A educadora social afirmou também que os encontros servem para explicar os direitos das mulheres, informar quais equipamentos públicos podem procurar em caso de problemas como violência sexual ou doméstica e questões de saúde.

Censo da população de rua deve ser divulgado até o fim de 2021

Licitado e com contrato assinado desde 2020, o censo que deve contabilizar a população em situação de rua em Fortaleza deve ser finalizado até o fim de 2021, de acordo com o secretário municipal de Direitos Humanos e Desenvolvimento Social (SDHDS), Cláudio Pinho.
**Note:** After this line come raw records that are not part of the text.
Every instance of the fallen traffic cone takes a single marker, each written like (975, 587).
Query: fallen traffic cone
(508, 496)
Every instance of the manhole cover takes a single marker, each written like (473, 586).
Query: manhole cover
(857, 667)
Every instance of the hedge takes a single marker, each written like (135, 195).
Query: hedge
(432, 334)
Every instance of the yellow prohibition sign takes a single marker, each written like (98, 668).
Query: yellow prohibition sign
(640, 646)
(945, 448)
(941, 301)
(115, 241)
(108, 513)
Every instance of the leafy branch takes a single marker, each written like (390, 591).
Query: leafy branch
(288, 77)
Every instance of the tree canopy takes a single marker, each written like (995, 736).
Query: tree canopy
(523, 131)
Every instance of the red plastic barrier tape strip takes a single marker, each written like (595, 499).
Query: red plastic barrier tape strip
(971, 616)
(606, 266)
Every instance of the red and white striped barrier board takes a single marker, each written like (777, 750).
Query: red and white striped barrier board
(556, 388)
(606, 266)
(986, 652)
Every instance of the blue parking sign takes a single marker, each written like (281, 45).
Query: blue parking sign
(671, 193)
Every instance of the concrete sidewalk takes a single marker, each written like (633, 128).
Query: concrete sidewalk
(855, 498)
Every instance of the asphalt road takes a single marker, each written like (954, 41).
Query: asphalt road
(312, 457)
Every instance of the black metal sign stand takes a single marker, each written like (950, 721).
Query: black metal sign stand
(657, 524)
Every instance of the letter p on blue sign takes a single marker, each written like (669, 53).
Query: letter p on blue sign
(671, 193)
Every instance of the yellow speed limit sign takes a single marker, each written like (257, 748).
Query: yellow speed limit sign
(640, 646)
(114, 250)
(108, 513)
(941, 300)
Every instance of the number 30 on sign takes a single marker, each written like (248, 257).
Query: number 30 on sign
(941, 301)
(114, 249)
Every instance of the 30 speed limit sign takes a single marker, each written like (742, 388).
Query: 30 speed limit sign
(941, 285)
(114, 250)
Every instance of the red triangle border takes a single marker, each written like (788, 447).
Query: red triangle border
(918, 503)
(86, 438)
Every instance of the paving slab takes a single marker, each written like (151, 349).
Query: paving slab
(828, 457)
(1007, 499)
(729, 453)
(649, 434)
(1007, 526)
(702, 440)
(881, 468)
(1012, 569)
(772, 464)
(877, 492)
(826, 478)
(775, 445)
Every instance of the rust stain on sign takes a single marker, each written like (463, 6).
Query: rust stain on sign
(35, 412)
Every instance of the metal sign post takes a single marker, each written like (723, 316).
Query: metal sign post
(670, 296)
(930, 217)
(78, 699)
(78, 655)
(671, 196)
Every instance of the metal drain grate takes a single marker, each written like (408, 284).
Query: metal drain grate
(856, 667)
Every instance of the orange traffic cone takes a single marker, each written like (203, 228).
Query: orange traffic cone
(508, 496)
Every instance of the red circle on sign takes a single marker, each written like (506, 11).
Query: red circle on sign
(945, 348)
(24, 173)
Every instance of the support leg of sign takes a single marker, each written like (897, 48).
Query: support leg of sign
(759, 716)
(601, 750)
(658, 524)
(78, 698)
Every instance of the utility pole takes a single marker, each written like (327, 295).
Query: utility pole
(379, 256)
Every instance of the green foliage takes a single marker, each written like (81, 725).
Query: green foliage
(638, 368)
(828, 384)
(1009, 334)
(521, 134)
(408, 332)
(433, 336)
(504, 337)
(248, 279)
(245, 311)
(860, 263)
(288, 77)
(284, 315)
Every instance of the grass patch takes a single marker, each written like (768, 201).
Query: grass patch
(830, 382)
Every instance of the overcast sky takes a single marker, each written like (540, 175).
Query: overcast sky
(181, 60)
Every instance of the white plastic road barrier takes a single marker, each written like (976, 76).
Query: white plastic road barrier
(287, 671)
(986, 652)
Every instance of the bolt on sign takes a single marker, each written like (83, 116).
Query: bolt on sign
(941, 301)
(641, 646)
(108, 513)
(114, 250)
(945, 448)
A previsão da secretaria dada em janeiro de 2020 era que o censo fosse iniciado ainda em fevereiro daquele ano. No entanto, com a situação da pandemia, as pesquisas nas ruas só puderam ser iniciadas em junho de 2021. “Nós não recebemos ainda o resultado, mas até o final do ano nós teremos toda essa pesquisa para podermos planejar as ações da Prefeitura com a população de rua”, disse Cláudio ao O POVO.

“Nós temos que descobrir por que a pessoa está na rua. Se é só a dificuldade econômica, se é a pandemia, se é a questão de drogas, tudo isso tá sendo levantado nesse censo”, explica.